Flávio Bolsonaro diz que pediu diretamente a Trump para não taxar empresas brasileiras
Flávio Bolsonaro revelou ter pedido diretamente a Trump para não taxar empresas brasileiras durante reunião na Casa Branca em Washington
Por ContraFatos 02/06/2026 Atualizado em 02/06/2026
O senador e pré-candidato do PL, Flávio Bolsonaro | Foto: Saulo Cruz/Agência Senado
Senador e pré-candidato à Presidência revelou detalhes de reunião na Casa Branca durante entrevista a rádio mineira
Durante encontro presencial na Casa Branca, em Washington, realizado na semana anterior, o senador Flávio Bolsonaro (PL-RJ) afirmou ter feito um apelo direto ao presidente dos Estados Unidos, Donald Trump, para que não fossem impostas tarifas sobre empresas brasileiras. A declaração foi dada nesta terça-feira, 2, em entrevista à rádio Itatiaia, de Belo Horizonte.

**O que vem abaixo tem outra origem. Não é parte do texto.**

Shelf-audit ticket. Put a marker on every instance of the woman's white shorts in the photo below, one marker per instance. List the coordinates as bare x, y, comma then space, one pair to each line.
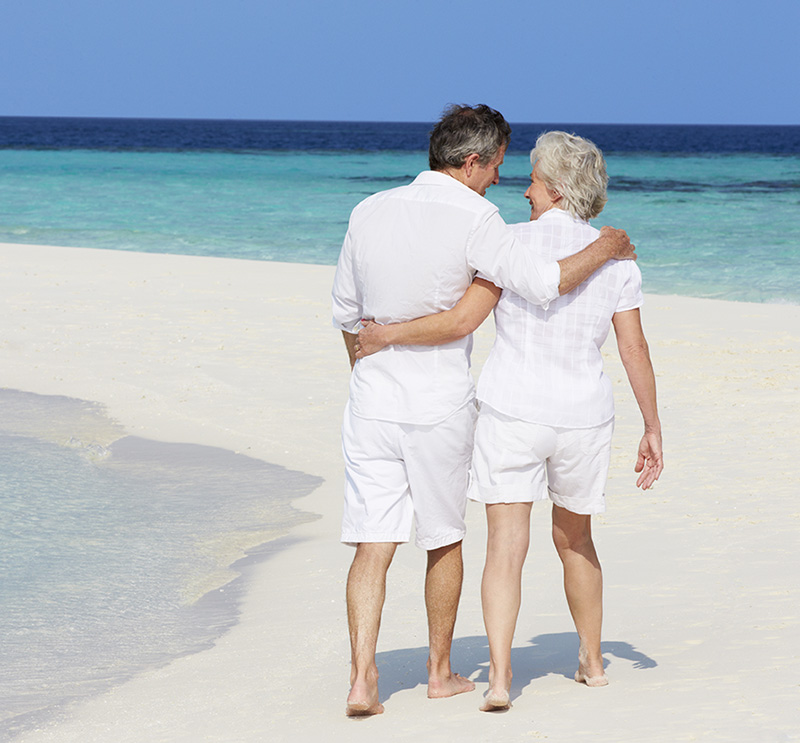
519, 462
399, 474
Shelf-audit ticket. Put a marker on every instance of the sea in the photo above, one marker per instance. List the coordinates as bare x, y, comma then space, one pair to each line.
109, 561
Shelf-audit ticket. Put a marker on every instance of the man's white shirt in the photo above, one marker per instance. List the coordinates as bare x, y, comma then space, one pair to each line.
413, 251
546, 366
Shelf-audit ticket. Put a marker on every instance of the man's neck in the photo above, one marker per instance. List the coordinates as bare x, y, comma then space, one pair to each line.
457, 173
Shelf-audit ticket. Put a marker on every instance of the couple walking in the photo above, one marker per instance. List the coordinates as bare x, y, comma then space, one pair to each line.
420, 268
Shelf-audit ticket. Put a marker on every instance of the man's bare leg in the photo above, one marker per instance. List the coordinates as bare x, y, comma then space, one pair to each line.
501, 592
583, 584
366, 591
442, 592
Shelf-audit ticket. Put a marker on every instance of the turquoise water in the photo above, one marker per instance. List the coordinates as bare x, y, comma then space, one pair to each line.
715, 225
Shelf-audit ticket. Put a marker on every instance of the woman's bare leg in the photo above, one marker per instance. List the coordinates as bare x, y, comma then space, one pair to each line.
501, 591
583, 585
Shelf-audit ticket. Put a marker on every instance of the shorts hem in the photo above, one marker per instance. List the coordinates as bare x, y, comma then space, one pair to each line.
432, 544
585, 508
493, 495
353, 538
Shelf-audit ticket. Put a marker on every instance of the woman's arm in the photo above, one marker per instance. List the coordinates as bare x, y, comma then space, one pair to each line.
433, 330
635, 355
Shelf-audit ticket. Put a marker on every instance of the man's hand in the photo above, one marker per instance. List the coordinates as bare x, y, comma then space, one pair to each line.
371, 339
619, 243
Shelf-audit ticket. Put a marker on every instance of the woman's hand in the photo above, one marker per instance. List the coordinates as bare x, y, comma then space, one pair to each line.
371, 339
650, 460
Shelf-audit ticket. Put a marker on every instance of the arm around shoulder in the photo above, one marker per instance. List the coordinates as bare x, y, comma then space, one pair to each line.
612, 244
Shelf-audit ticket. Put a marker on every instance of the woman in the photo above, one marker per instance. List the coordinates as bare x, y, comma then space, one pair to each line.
546, 408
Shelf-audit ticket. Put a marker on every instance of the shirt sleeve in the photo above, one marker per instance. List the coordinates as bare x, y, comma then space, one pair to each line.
498, 256
631, 296
347, 302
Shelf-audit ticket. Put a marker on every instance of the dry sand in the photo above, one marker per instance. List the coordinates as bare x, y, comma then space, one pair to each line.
702, 628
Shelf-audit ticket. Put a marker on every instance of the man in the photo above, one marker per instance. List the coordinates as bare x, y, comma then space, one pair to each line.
407, 433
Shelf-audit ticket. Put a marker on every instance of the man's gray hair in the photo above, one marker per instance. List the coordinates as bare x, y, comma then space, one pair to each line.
466, 130
573, 167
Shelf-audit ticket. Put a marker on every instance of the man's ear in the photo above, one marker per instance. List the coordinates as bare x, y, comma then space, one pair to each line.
470, 163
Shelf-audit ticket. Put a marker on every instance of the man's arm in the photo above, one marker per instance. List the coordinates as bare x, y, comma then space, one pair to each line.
612, 244
635, 355
433, 330
497, 255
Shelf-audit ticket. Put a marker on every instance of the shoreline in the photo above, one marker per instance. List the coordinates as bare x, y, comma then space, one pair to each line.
241, 355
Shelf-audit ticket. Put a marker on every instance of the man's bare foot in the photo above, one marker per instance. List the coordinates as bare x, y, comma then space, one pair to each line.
583, 678
362, 701
590, 671
448, 687
495, 700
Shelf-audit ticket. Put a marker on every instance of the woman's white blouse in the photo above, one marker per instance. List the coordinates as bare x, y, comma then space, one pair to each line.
546, 366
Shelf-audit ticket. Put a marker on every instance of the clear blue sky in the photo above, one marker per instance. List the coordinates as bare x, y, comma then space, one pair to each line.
601, 61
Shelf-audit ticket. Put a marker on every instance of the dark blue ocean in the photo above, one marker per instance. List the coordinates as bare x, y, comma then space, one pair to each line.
711, 208
105, 549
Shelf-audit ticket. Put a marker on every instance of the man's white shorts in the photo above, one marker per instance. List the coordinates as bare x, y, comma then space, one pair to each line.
519, 462
399, 474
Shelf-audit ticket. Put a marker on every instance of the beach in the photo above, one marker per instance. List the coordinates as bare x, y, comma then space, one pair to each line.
702, 588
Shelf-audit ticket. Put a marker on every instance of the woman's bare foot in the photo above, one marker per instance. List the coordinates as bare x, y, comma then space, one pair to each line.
440, 688
583, 678
362, 701
495, 700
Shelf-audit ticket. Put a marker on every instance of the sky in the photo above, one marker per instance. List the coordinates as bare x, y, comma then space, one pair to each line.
579, 61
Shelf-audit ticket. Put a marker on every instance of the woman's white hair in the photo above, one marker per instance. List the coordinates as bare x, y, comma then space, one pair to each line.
573, 167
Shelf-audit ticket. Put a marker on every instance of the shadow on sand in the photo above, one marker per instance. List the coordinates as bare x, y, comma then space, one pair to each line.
543, 655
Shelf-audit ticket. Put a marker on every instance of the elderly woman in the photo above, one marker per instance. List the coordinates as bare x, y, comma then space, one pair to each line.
546, 407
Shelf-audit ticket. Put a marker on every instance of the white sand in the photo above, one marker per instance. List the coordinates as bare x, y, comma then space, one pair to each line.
702, 634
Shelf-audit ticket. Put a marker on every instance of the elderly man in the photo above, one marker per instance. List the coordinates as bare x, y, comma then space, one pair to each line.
408, 427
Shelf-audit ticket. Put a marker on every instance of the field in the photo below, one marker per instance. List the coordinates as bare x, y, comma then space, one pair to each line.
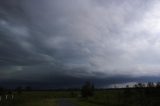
122, 97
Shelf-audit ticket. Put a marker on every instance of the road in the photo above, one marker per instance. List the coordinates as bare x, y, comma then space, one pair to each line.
64, 102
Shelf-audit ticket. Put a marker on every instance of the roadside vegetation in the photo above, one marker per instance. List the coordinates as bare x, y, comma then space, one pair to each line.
139, 95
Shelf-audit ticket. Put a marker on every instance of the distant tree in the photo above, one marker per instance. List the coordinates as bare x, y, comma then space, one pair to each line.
150, 85
28, 88
87, 89
158, 85
19, 89
139, 85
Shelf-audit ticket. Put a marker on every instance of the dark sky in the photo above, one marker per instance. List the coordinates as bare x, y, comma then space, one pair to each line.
62, 43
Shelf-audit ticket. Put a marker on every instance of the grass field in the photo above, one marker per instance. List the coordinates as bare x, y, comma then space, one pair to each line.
100, 98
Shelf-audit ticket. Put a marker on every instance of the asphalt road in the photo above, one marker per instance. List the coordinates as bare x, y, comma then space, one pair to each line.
64, 102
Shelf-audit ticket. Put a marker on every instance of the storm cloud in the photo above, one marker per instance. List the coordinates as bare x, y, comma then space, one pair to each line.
56, 41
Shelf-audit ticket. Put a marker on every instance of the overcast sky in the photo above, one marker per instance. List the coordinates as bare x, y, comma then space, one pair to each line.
65, 42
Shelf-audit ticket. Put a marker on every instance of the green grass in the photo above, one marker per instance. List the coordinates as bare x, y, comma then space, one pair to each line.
100, 98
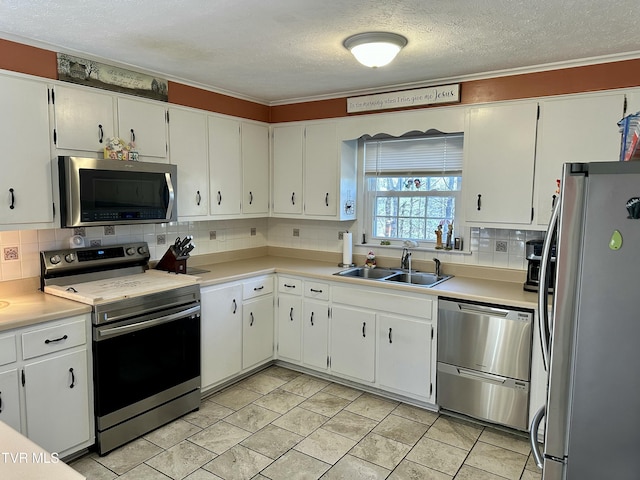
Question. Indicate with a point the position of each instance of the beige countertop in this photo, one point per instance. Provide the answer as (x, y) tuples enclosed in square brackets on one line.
[(22, 459), (467, 288), (25, 305)]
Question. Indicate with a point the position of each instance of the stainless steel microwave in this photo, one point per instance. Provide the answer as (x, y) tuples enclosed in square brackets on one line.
[(112, 192)]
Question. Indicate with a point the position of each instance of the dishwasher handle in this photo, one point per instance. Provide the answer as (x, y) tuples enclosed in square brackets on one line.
[(533, 435)]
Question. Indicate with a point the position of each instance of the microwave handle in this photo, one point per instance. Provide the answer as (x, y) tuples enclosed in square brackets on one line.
[(172, 196)]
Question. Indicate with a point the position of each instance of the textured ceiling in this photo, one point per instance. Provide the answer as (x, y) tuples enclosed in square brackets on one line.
[(278, 51)]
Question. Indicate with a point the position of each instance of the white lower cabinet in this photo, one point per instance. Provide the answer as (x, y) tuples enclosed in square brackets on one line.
[(10, 398), (405, 355), (221, 333), (353, 342), (46, 384), (290, 327), (257, 321), (315, 334), (57, 401), (257, 331)]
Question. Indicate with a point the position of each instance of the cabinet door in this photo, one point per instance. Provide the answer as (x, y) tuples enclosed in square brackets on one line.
[(315, 334), (188, 150), (500, 146), (25, 183), (57, 401), (84, 119), (221, 333), (290, 327), (287, 169), (143, 123), (257, 331), (580, 129), (321, 170), (404, 355), (10, 399), (225, 167), (255, 168), (353, 341)]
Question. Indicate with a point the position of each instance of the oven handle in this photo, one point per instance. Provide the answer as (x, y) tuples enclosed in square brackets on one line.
[(109, 332)]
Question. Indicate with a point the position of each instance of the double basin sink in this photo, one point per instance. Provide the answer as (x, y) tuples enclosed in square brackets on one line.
[(379, 274)]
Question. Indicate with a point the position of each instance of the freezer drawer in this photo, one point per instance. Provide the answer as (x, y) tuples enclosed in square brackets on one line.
[(489, 338), (487, 397)]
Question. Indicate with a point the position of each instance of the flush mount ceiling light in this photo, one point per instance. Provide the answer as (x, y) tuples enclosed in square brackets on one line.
[(375, 49)]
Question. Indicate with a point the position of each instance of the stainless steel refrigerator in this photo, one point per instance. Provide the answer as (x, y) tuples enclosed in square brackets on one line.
[(591, 339)]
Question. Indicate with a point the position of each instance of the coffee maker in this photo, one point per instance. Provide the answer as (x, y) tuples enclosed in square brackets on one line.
[(533, 252)]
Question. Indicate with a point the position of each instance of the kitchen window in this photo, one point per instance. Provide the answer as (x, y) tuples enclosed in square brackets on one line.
[(412, 185)]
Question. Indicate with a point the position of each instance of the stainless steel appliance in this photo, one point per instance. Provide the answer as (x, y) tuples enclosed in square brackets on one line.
[(146, 336), (111, 192), (484, 361), (590, 341), (533, 254)]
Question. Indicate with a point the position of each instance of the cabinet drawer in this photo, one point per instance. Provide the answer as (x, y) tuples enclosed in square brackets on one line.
[(255, 288), (7, 349), (316, 290), (292, 286), (53, 339)]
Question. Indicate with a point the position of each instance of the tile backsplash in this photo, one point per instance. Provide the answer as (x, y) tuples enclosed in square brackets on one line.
[(19, 250)]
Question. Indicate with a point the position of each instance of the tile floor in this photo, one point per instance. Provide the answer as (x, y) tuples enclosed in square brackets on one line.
[(282, 425)]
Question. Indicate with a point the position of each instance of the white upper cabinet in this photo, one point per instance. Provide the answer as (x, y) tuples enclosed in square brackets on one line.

“Eu pedi expressamente ‘não taxem as empresas brasileiras'”, destacou Flávio. “Em 2027, vocês vão ter um governo que vai sentar aqui com vocês, vai negociar de igual para igual. O nosso agro alimenta o mundo e não é justo taxar as nossas empresas. Temos que valorizar a nossa tecnologia, o nosso Pix, o nosso etanol, que é uma energia limpa. A gente tem que incentivar esse nosso capital que é o etanol. Nós temos tudo para sentar de igual para igual.”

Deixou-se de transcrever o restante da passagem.